I’ve worked in office jobs since I graduated University a decade ago but I never realised how bad it was for you to sit behind a desk all day until I got pregnant, and then subsequently began working part-time. During my pregnancies my pelvis and back and even my coccyx bone ached when having to sit at a desk for long periods – so much so that my employer had to order me new office chairs. In this article I’m going to give you some great tips for yoga for office workers.
Yoga for office workers
Now that I’m part-time I’m much more active on my days home with the kids than I am on my ‘work’ days. My Fitbit tells me that I do at least triple the number of steps on my days ‘off’ and sometimes considerably more than that (despite my full time colleagues telling me that my days not at work are my days off).
Because of this, now when I’m at work I feel so uncomfortable sitting at my desk for long periods. I notice it in my neck and hips especially. I’m still breastfeeding so I know I still have more of the Relaxin hormone in my joints than usual, so I wonder if that is part of it.
Regardless, pregnancy and childbirth has definitely left its mark on the resilience of my body for sure. Just a month or so ago I was seeing a chiropractor because I had a sore neck from the office/bedsharing etc. Preventative self-care can save you a lot of time, discomfort and expense!
I’m always trying to find ways to move more at work. Much to my colleagues’ frustration, I eshew tea club because I like to get up and go to the kitchen for my own drinks so that it’s an opportunity to get up and move.
I’m currently using my lunch breaks to express breastmilk so I’m not getting an opportunity to get out of the office and go for a walk on my lunch break unfortunately. I am lucky to live close to my place of work that I can walk my commute, so most of the time I do make the effort to do that, even if it means I arrive slightly bedraggled I figure it’s the least I can do when I’m mostly sitting on my bum for ten hours!
Also, it might sound a bit mad but sometimes when I go to the loo I do 10-15 squats or wall-leaning press-ups. It takes ten seconds and it does make a difference, you can feel it the next day and as it’s just incorporated into my day I don’t need to find the time to do them (and therefore not do them at all).

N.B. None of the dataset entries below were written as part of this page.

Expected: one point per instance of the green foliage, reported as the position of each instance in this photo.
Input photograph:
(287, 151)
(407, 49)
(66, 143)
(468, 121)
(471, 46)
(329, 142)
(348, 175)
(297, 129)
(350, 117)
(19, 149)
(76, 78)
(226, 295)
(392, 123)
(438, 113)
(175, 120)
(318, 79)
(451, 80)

I’m a huge fan of yoga as you might have noticed if you read my post about trying out the Happy Yoga class in Newcastle but between the kids, working, blogging and vlogging, I just don’t have the time to make it a regular thing unfortunately so I was over the moon to see this office yoga infographic the other day.
Yoga for officer workers infographic – seated yoga sequence
It’s such an easy way to incorporate a healthy practice into your day. I have it printed out and stuck at my work desk now so I can do these 5 minute office yoga moves at regular intervals throughout my work day. I’m even trying to persuade my colleagues to join me but funnily enough they are less enthusiastic about joining me with office yoga than they usually are about joining me with eating cake!
I encourage you to print out a copy and keep it on your desk too (or you can simply pin the image above if you are on Pinterest). They are super easy to do and really will make a difference to your flexibility and comfort. What’s more important than your health?!
Don’t worry if you are clueless about yoga, Furniture at Work have made this great, short YouTube video showing how you can use the positions in the infographic.
What do you do to stay comfortable in the office? I’d love to hear your tips so let me know in the comments!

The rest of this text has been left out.